Armed insurgency and counter insurgency in the late 1980s and early 1990s in Jammu and Kashmir scorched the landscape, blighting educational and economic opportunities. Despite their active role in political mobilization of 1931, the Quit Kashmir movement (anti-monarchical movement) of 1946, and the fierce nationalism of 1947, terror made women revert from the public to the private realm. But there are some compelling examples of Kashmiri women working through the discourse of victimhood to construct their identities as survivors.
Can women step out of their ascribed gender roles, once again, to significantly impact socio-political developments in J & K? Can the political and social exigencies of the women of J & K be addressed in more nuanced and purposeful ways?
I would propose an intra-Kashmir women’s conference, organized in collaboration with the Women’s Studies programs at the Universities of Kashmir, Jammu, and Muzaffarabad. Women delegates from both sides of the LOC could participate in the conference to productively discuss concrete methods of rehabilitating victims of violence, either state-sponsored or militancy-related. Women from Indian- and Pakistani-administered Jammu and Kashmir could discuss the socioeconomic hardships, psychological neuroses and political marginalization caused by dislocation, dispossession, and disenfranchisement. Delegates at the conference would then seek mobilization of women for effective change in political and social structures. They would endorse diplomacy and peaceful negotiations in order to further the India–Pakistan peace process; withdrawal of forces from both sides of the LOC; decommissioning of militants; rehabilitation of Kashmiri Pandits to rebuild the syncretic fabric of Kashmiri society; and rehabilitation of detainees. Some of the strategies delineated at the conference may seem utopian, but it would highlight the ability to imagine confidence-building measures that grapple with normative structures and underscore the decisive role that women can play in raising consciousness, not just at the individual but at the collective level as well, giving the marginalized a vision with which to redefine life’s constituting parameters.
Historically, cultural, societal, and market constraints have denied women access to information about the outside world. But the sort of advocacy concretized by the intra-Kashmir women’s conference could overturn the historical seclusion of women and provide them with routes to make forays into mainstream cultural and socioeconomic institutions.
Perhaps the mobilization of women at the collective level would enable a metamorphosis, fostering the skills and ability of women to make informed decisions about issues in the non-domestic sphere.
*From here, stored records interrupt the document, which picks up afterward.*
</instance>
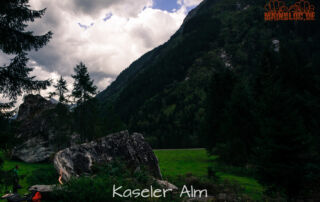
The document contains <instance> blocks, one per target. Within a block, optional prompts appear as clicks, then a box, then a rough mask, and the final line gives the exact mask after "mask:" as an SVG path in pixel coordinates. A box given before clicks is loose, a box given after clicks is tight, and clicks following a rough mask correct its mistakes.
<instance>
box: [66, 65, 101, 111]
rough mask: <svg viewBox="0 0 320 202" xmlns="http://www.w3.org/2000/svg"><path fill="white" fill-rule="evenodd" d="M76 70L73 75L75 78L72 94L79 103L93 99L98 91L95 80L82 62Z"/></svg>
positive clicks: (77, 66)
mask: <svg viewBox="0 0 320 202" xmlns="http://www.w3.org/2000/svg"><path fill="white" fill-rule="evenodd" d="M74 71H75V75H72V78H73V79H74V83H73V87H74V88H73V90H72V96H73V97H74V98H75V100H77V104H78V105H79V104H83V103H84V102H86V101H88V100H89V99H91V98H92V97H93V96H94V95H95V94H96V93H97V87H96V86H94V85H93V80H91V78H90V75H89V73H88V69H87V67H86V66H85V64H83V63H82V62H80V64H79V65H77V66H76V67H75V68H74Z"/></svg>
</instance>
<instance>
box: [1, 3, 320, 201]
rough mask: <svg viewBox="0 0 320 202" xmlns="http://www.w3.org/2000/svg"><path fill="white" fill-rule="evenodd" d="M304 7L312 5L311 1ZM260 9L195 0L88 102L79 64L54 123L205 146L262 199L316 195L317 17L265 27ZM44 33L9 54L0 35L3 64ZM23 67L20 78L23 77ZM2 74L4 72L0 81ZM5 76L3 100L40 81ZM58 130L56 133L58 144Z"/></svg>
mask: <svg viewBox="0 0 320 202" xmlns="http://www.w3.org/2000/svg"><path fill="white" fill-rule="evenodd" d="M285 2H286V3H288V4H290V2H291V3H292V1H285ZM310 2H311V3H312V4H314V5H315V6H316V8H320V5H319V3H318V1H315V0H313V1H310ZM265 3H266V1H264V0H256V1H251V0H205V1H203V2H202V3H201V4H200V5H199V6H198V7H197V8H195V9H194V10H192V11H191V12H190V13H189V15H188V16H187V18H186V19H185V21H184V23H183V24H182V26H181V28H180V29H179V30H178V31H177V32H176V33H175V34H174V35H173V36H172V37H171V39H170V40H169V41H168V42H166V43H165V44H163V45H161V46H159V47H157V48H156V49H154V50H152V51H150V52H149V53H147V54H145V55H144V56H142V57H141V58H140V59H138V60H137V61H135V62H134V63H133V64H132V65H130V66H129V67H128V68H127V69H126V70H124V71H123V72H122V73H121V74H120V75H119V76H118V78H117V79H116V81H114V82H113V83H112V84H111V85H110V86H109V87H108V88H107V89H106V90H104V91H102V92H101V93H99V94H98V95H97V96H96V99H94V98H93V97H94V96H95V94H96V87H95V86H94V85H93V81H92V80H91V78H90V76H89V73H88V72H87V68H86V67H85V65H84V64H83V63H80V64H79V65H77V66H76V67H75V68H74V71H75V75H73V76H72V77H73V78H74V90H73V91H72V92H71V95H72V96H71V97H72V98H73V99H74V102H75V103H76V107H75V108H74V110H72V112H69V106H68V103H67V102H66V100H67V99H66V97H65V96H64V93H66V87H65V85H66V84H65V81H64V80H63V78H62V77H61V78H60V80H59V81H58V82H57V84H56V85H55V87H56V90H57V91H56V92H53V93H52V94H51V95H52V96H59V101H60V104H59V105H57V108H56V109H55V110H56V113H57V114H58V116H57V117H58V118H57V120H56V121H57V122H56V124H57V126H61V125H64V124H65V123H68V124H70V125H72V130H74V131H76V132H78V133H79V134H80V138H81V140H80V142H84V141H87V140H92V139H95V138H98V137H101V136H105V135H106V134H108V133H110V132H115V131H120V130H122V129H129V130H130V131H131V132H140V133H143V134H144V135H145V137H146V140H147V141H148V142H149V143H150V144H151V145H152V147H153V148H195V147H205V148H206V149H207V151H208V153H209V154H214V155H218V156H219V160H220V161H222V162H223V163H225V164H227V165H232V166H238V167H241V168H245V169H248V170H250V171H253V173H254V174H253V175H254V176H255V177H256V178H257V179H258V180H259V182H260V183H262V184H263V185H264V186H265V187H266V188H267V189H266V191H267V193H268V194H269V195H270V196H272V195H277V194H279V193H281V194H284V195H285V196H286V197H287V198H288V200H293V199H298V198H304V197H306V198H307V197H309V198H317V197H318V198H319V192H320V190H319V187H320V174H319V173H320V134H319V131H320V130H319V129H320V128H319V127H320V123H319V122H320V96H319V95H320V69H319V66H320V26H319V25H320V24H319V20H318V19H319V16H318V14H317V16H316V19H317V20H316V21H310V22H309V21H286V22H282V21H279V22H272V21H271V22H266V21H264V11H265V10H264V5H265ZM1 11H2V10H1V9H0V12H1ZM43 12H44V11H41V12H40V13H31V14H30V13H29V15H31V16H28V15H27V18H28V19H29V20H33V18H35V17H41V16H42V15H43ZM23 17H25V16H23ZM8 25H10V23H9V24H8ZM20 26H23V25H20ZM0 31H1V30H0ZM0 36H1V37H3V36H5V35H4V34H3V33H2V32H0ZM29 37H31V36H29ZM50 37H51V33H50V32H49V33H48V34H47V35H44V36H42V38H38V39H37V40H36V39H33V38H31V39H33V40H31V41H30V42H29V43H31V45H29V46H30V47H29V46H27V47H23V48H22V49H19V47H18V46H16V47H14V48H13V49H10V47H11V44H10V46H8V45H7V44H6V40H5V39H6V38H5V37H4V38H0V42H1V43H0V45H1V47H0V48H1V49H2V50H3V51H5V52H6V53H14V54H17V57H16V58H15V59H14V60H12V64H11V65H12V67H16V66H15V65H14V64H15V63H18V62H19V63H21V64H24V66H26V65H25V64H26V62H27V58H26V55H25V54H24V51H25V50H30V49H32V48H35V49H37V48H40V47H42V46H43V45H45V43H46V42H47V41H48V40H49V38H50ZM35 41H36V42H37V43H36V42H35ZM32 43H33V44H32ZM22 66H23V65H22ZM7 69H8V67H7ZM22 70H23V71H20V72H22V74H23V75H22V76H25V75H27V73H28V72H30V71H31V70H30V69H28V68H26V67H25V68H24V69H22ZM9 73H10V71H5V68H4V70H1V71H0V77H1V78H2V77H4V76H5V75H7V74H9ZM11 73H12V72H11ZM14 76H15V75H9V77H8V78H9V79H10V78H13V77H14ZM18 76H21V75H18ZM23 78H24V77H23ZM9 79H8V80H6V81H7V83H3V82H2V81H1V82H2V83H0V92H1V93H7V91H5V90H3V89H6V88H10V87H12V86H14V87H16V88H17V89H13V90H12V91H13V92H15V93H13V94H10V93H9V96H11V97H12V98H16V97H17V96H18V95H21V94H22V92H21V91H20V90H19V89H20V88H22V89H25V90H26V91H28V90H39V89H43V88H46V87H47V86H48V85H49V83H48V81H42V82H40V81H38V82H36V81H34V82H32V78H29V80H24V79H22V81H21V82H18V83H19V84H21V86H15V85H11V83H14V82H15V81H12V82H11V83H10V81H11V80H9ZM23 81H24V82H25V83H24V82H23ZM26 81H27V82H26ZM8 84H10V85H9V86H8ZM6 85H7V86H6ZM8 92H9V91H8ZM12 105H13V103H8V104H7V105H0V109H1V108H4V109H5V108H10V107H12ZM7 116H9V115H7ZM59 117H60V118H59ZM9 122H10V121H8V119H7V117H6V116H5V114H2V113H1V116H0V126H1V128H2V129H3V130H1V131H0V138H1V142H0V146H1V149H2V150H7V149H9V148H10V147H12V146H13V145H14V139H12V136H10V133H11V132H10V131H12V130H13V129H12V127H14V124H9ZM64 132H65V130H64V129H61V134H62V135H61V136H57V138H58V139H57V141H58V143H59V144H60V143H63V142H65V136H64V135H63V134H64Z"/></svg>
The conference would provide a forum where women’s experiences are contextualized, theorized and politicized.
An intra-women’s conference of the sort I am proposing needs clear nation-building programs, which would involve reviving civil society, resuscitating the shattered economy, providing sources of income, and building social and political structures. Otherwise, such initiatives cannot pave the way for sustainable peace, human rights and security that would diminish the potency of militarized peacekeeping, which follows closely on the heels of militarized interventions.
Women in J & K, as in other postcolonial countries, are positioned in relation to their own class and cultural realities; their own histories; their sensitivity to the diversity of cultural traditions and to the questions and conflicts within them; the legacies of Sufi Islam; their own struggles not just with the devastating effects of Indian occupation and Pakistani infiltration, but also with the discourses of cultural nationalism and religious fundamentalism; their own relations to the west; their interpretations of religious law; their beliefs in the different schools of Islamic and Hindu thought; and their concepts of the role of women in contemporary societies.